Planning how to equip your workers for end-user computing (EUC) used to be so much easier: everyone got a PC, some of the PCs could be moved around. The main decisions to make regarded the choice of model and supplier, but once those had been answered, deployments could usually continue near-automatically for many months. Now it’s become significantly harder.
The last few years have brought a rapid expansion in the range of technology decisions organizations need to make about their EUC approach. Smartphones and tablets have moved into the mainstream, challenging the “everyone gets a PC” assumption. Many users now require or expect to work with multiple devices. Globalization and connectivity have lead to far more dispersed workforces and advances in mobile technology have brought new ways for them to connect and work together.
Developments in virtualization have yielded a range of new options for packaging and delivering applications and capabilities to workers.
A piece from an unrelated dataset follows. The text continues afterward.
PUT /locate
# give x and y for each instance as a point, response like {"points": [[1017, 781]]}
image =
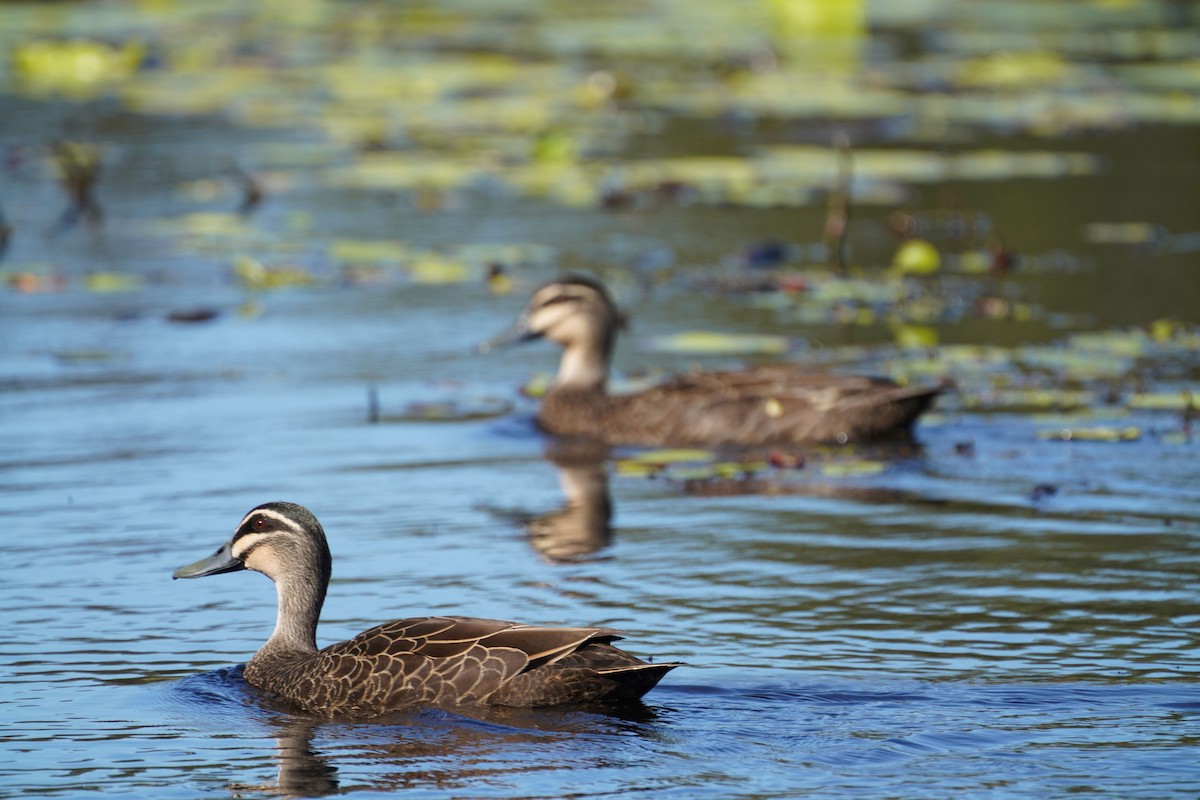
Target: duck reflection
{"points": [[437, 749], [582, 527]]}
Software loads can be customized with far greater ease, making it easier to give each user only the applications they really need. Platforms and applications can be distributed or centralized, often with no visible difference to the user. And then there’s this thing called the cloud – we know it’s important for EUC, we just don’t know quite how yet.
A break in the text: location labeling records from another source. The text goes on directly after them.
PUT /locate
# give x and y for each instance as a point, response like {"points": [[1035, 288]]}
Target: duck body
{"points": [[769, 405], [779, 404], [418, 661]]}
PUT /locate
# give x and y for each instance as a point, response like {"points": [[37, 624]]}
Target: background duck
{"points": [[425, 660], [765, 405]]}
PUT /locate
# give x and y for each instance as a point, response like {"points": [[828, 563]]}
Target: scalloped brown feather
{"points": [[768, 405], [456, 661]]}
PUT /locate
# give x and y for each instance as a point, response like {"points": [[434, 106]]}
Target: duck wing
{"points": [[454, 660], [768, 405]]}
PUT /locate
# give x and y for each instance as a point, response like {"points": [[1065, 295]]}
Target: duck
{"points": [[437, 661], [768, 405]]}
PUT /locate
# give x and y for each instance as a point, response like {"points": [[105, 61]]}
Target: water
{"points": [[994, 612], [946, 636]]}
The result of this is an explosion in choice – a wonderful asset, provided you know what you want to do with it. Many organizations are confused as they dea with these choices and this is exposing all sorts of fundamental questions for IT to answer. Users are more sophisticated now, so how much and what kind of support do they really need? Can and should they work with their own devices or applications? What would this mean for sensitive data – where would the data be and what new business risks would that bring? In fact, how much control should IT really assert in making these technology choices for users?
End-user computing is no longer a linear process of upgrade and replacement. It has become journey, with multiple paths ahead. Often these appear complex and diverging, so every organization needs to decide which directions it wants to follow (and when) for each group of workers. That is only possible if you know where it is that you want to go.
Over the next few weeks, we will describe how VMware sees this journey unfolding through the years ahead and how each organization should plan to make the EUC journey it needs to make on its own terms. Every organization now needs a plan that can guide those critical decisions about how and when to invest in the tools and capabilities it gives to its user to work. End-user computing isn’t about technology – its about how users work through technology. The wrong decisions could hold back your organizations’ productivity and ability to grow for many years to come.